It does government and politics good to give those in power a reminder from time to time who pays their wages. If democracy is to have any meaning, govdernment serves us, not the other way round.
French demonstration: Sarkozy vs the street
[info]forwardplanning wrote:
Friday, 30 January 2009 at 07:14 am (UTC)
Well done the French

Can we Brits do the same about NuLabours oppressive controlling social engineering, self serving greed and total disaster of the economy.

Perhaps decorate a few lampposts with them on the way
worse coimg
[info]someofusknow wrote:
Friday, 30 January 2009 at 07:32 am (UTC)
I wonder what Sarkozy will do when unemployment reaches 15% (which is more or less inevitable). Run to join George Bush's at a fortified retreat in Paraguay?
Thank God for the French
[info]allenn007 wrote:
Friday, 30 January 2009 at 09:18 am (UTC)
This is what should be happening the world over, but only the French are demonstrating on behalf of the rest of the world.

These protestors are completely right. Why are governments entrusting so much money in the banks who created this mess. (And are still paying bonuses to staff.)

No help is being given to the individual, the average person on the street who is the real victim who has lost his job, house, income.

The whole crisis and now bailout is nothing short of a scandal. Now it is governments as well as the banks that need to be brought to account.
Worthless
[info]uanime5 wrote:
Friday, 30 January 2009 at 12:53 pm (UTC)
I can't see why anyone things this strike will achieve anything. It lacks direction and any thought out policies.

1) They complain about the banks' bailout, would they rather the banks and economy collapsed?

2) How do they expect Sarkozy to fix the decline in internation demand?

3) Why are the unions demanding pay rises at a time when most companies need to cut costs?
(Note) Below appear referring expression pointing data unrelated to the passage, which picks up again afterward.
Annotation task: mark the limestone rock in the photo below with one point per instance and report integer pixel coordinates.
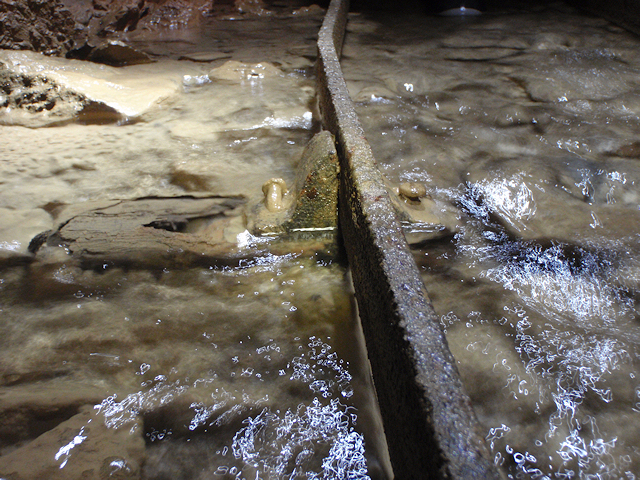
(314, 205)
(40, 90)
(150, 231)
(118, 54)
(39, 25)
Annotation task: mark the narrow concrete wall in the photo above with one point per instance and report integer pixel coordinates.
(430, 426)
(625, 13)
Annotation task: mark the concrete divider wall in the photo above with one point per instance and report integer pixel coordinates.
(431, 429)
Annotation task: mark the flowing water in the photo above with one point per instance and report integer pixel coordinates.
(523, 127)
(251, 367)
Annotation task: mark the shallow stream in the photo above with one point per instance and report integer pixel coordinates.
(523, 127)
(248, 367)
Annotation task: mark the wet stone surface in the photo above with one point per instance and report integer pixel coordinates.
(522, 127)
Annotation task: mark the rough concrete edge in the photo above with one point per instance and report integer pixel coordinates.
(430, 425)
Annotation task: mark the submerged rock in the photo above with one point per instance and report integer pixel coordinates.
(82, 447)
(118, 54)
(151, 231)
(313, 202)
(570, 200)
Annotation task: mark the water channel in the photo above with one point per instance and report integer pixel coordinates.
(521, 125)
(248, 364)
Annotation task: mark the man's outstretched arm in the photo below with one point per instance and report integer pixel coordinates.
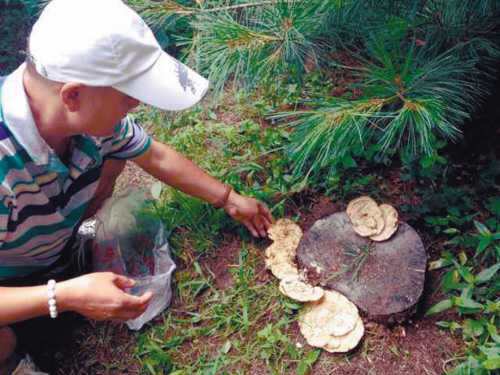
(174, 169)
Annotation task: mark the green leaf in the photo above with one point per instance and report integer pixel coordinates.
(493, 331)
(492, 364)
(465, 273)
(472, 328)
(348, 162)
(226, 347)
(462, 257)
(306, 364)
(468, 302)
(440, 306)
(483, 244)
(453, 326)
(156, 190)
(487, 274)
(482, 229)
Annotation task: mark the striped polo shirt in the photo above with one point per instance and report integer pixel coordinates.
(41, 198)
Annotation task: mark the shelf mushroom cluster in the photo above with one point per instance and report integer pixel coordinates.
(368, 219)
(328, 320)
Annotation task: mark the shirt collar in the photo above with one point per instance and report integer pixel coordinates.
(19, 119)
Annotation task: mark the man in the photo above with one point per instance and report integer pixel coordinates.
(64, 138)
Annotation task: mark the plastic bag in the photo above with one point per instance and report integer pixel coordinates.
(131, 241)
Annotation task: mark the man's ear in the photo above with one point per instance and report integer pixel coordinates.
(71, 95)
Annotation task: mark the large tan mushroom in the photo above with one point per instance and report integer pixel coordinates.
(280, 256)
(333, 323)
(391, 223)
(365, 216)
(368, 219)
(298, 290)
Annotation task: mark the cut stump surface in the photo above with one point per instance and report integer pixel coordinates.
(381, 278)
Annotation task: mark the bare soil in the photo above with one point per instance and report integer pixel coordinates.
(416, 347)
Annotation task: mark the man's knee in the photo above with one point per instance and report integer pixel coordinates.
(8, 344)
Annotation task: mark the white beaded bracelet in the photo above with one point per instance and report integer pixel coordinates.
(51, 296)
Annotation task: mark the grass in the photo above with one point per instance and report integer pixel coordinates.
(248, 324)
(235, 321)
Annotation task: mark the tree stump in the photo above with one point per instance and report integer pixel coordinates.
(384, 279)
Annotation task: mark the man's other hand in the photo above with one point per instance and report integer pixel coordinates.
(253, 213)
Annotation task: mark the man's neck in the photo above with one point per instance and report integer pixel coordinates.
(47, 118)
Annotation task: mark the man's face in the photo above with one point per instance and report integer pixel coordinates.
(102, 110)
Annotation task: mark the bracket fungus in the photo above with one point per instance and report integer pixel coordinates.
(368, 219)
(280, 256)
(328, 320)
(300, 291)
(333, 323)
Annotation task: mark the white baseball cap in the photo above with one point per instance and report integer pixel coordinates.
(105, 43)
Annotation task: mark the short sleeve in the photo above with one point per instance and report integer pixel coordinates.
(130, 140)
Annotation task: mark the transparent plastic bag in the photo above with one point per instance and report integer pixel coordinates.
(132, 241)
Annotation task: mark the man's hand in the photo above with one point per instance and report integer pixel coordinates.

The irrational nature of the Unions will hurt France in the long run. If Sarkozy wishes to solve this problem he must crush the Unions the same way Thatcher did.

How dare he!
[info]had_it wrote:
Friday, 30 January 2009 at 01:40 pm (UTC)
Sarkozy wants to trim the over-paid and underworked government employees - what a stupid idea. Productivity is for industry, not civil service. Civil service is for featherbedding and should be measured by time served, not work or results.
mmm
[info]nicholson007 wrote:
Friday, 30 January 2009 at 02:42 pm (UTC)
Much that needs reforming in France - and it DOES need reforming should be being reformed by the left not the right. France is now a huge left wing dinasour of the old school - much is rotting - over prolomged and stagnant left based work practices have created tight monopolies for workers which guarantee work indefinitely by starving the public of some of the most basic services enjoyed elsewhere.
eg. the unionised driving instructors of France fiercely defined their right to place restrictions on the amount of qualified instructors allowed purely to presrve waiting lists accross the country of people wishing to learn to drive.
To this extent i actually think this march is just a a French 'Puoff' - it's nothing - it means little except perhaps disdain that an upstart like Sarkozy thinks he's the one with the manners to invite the french to re-modernise themselves. To that extent France still remains in deadlock. But we are looking at a global tendancy of both right and left governements learning towards the centre left and the direct left for domestic policy and neither Sarkozy nor the union backed practices which remain preserved in a state of decay are acting as left orientated bodies in the present tense.
francoamericia
[info]lingg1 wrote:
Friday, 30 January 2009 at 09:07 pm (UTC)
Now the "Frenchbush" has to eat bitterness while the americans finally get some relief from the "zombie free market swine" that have trashed the economy. Their utopia are Green zones surrounded by chaos sprinkled by the gaza like drone strikes to thin the opposition and build the climate of fear.